Data representation

People use computers to work with many kinds of data, including numbers, text, music, photos, and videos. Data representation is the process of transforming this diverse data into form (today digital) that computers can use for processing.

Most computers are digital devices which work with discrete – distinct and separate – data, such as the digits 1 and 0. In contrast, an analog device works with continuous data. As an analogy, a traditional light switch has two discrete states – “on” and “off” – so it is a digital device. A dimmer switch, on the other hand, has a rotating dial that controls a continuous range of brightness. It is, therefore, an analog device. Most computers use the simplest type of digital technology – their circuits have only two possible states. For convenience, let’s say that one of those states is “on” and the other state is “off”. When discussing these states, we usually indicate the “on” state with 1 and the “off” state with 0. These 1s and 0s are referred to as binary digits. It is from this term that we get the word “bit” – bi narydigi t. Computers use sequences of bits to digitally represent numbers, letters, punctuation marks, music, picture, and videos.

Numeric data consists of numbers that might be used in arithmetic operations. Computers represent numeric data using the binary number system, also called “base 2”. The binary number system has only two digits: “0” and “1”. No numeral like “2” exists in this system, so the number “two” is represented in binary as “10” (pronounced “ one zero“). In binary you count 0 (”zero”), 1 (“one”), 10 (“one zero”), instead of counting 0, 1, 2 in decimal.

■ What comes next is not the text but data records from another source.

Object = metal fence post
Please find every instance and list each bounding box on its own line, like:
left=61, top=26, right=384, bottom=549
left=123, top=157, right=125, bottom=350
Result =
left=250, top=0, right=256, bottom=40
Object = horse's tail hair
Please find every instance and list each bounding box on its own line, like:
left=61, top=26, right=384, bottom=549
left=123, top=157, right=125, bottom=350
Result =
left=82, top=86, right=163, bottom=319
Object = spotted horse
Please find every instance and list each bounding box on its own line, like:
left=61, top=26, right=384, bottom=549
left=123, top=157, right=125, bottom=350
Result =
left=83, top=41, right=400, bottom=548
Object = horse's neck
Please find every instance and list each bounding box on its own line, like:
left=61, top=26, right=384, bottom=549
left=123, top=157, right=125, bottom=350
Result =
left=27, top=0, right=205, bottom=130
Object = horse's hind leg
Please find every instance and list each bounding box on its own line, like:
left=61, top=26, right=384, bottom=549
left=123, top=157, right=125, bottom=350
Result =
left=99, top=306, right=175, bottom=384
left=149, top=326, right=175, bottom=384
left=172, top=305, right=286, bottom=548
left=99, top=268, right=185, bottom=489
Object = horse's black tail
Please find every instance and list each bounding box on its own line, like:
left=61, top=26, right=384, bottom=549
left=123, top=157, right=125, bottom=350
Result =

The important point to understand is that the binary number system allows computers to represent virtually any number simply by using 0s and 1s, which conveniently translate into electrical “on” and “off” signals.

Character data is composed of letters, symbols, and numerals that are not used in arithmetic operations. A digital computer uses a series of bits to represent letters, characters, and numerals. Computers employ several types of codes to represent character data, including ASCII, EBCDIC, and Unicode. ASCII (pronounced“ASK ee”, American Standard Code for Information Interchange,) requires only seven bits for each character. ASCII provides codes for 128 characters.

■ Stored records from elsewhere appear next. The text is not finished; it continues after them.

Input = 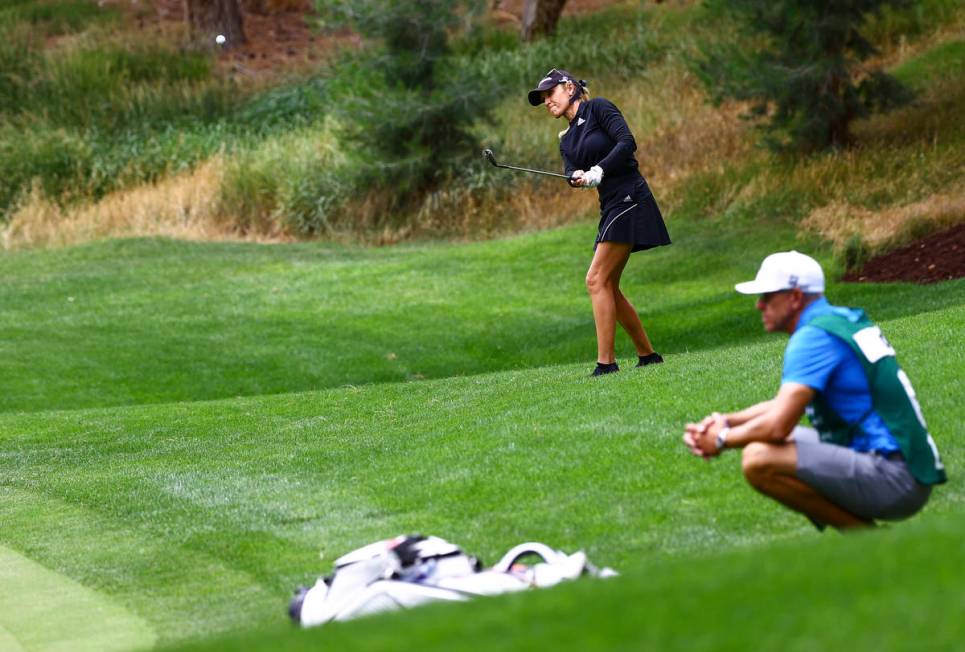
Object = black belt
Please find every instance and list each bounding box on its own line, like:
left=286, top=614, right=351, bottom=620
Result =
left=871, top=451, right=905, bottom=462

A superset of ASCII, called Extended ASCII, uses eight bits to represent each character. Using eight bits instead of seven bits allowsExtended ASCII to provide codes for 256 characters. Unicode (pronounced ‘YOU ni code’) uses sixteen bits and provides codes for 65,000 characters.

To work with music and pictures, they must be digitized. The term to digitize means to convert raw, analog data into digital format represented by 0s and 1s. A photograph or drawing can be digitized by treating it as a series of colored dots. Each dot is assigned a binary number according to its color. A digital image is simply a list of color numbers for all the dots it contains. In a similar way, music can be digitized by assigning binary codes to notes.

All the “stuff” that your computer works with is stored in files as a long series of 1s and 0s. Your computer needs to know whether to interpret those 1s and 0s as ASCII code, binary numbers, or the code for a picture or sound. To avoid confusion, most computer files contain a file header with information about the code used to represent the file data. A file header can be read by the computer, but never appears on the screen. By reading the header information, a computer can tell how a file’s contents were coded.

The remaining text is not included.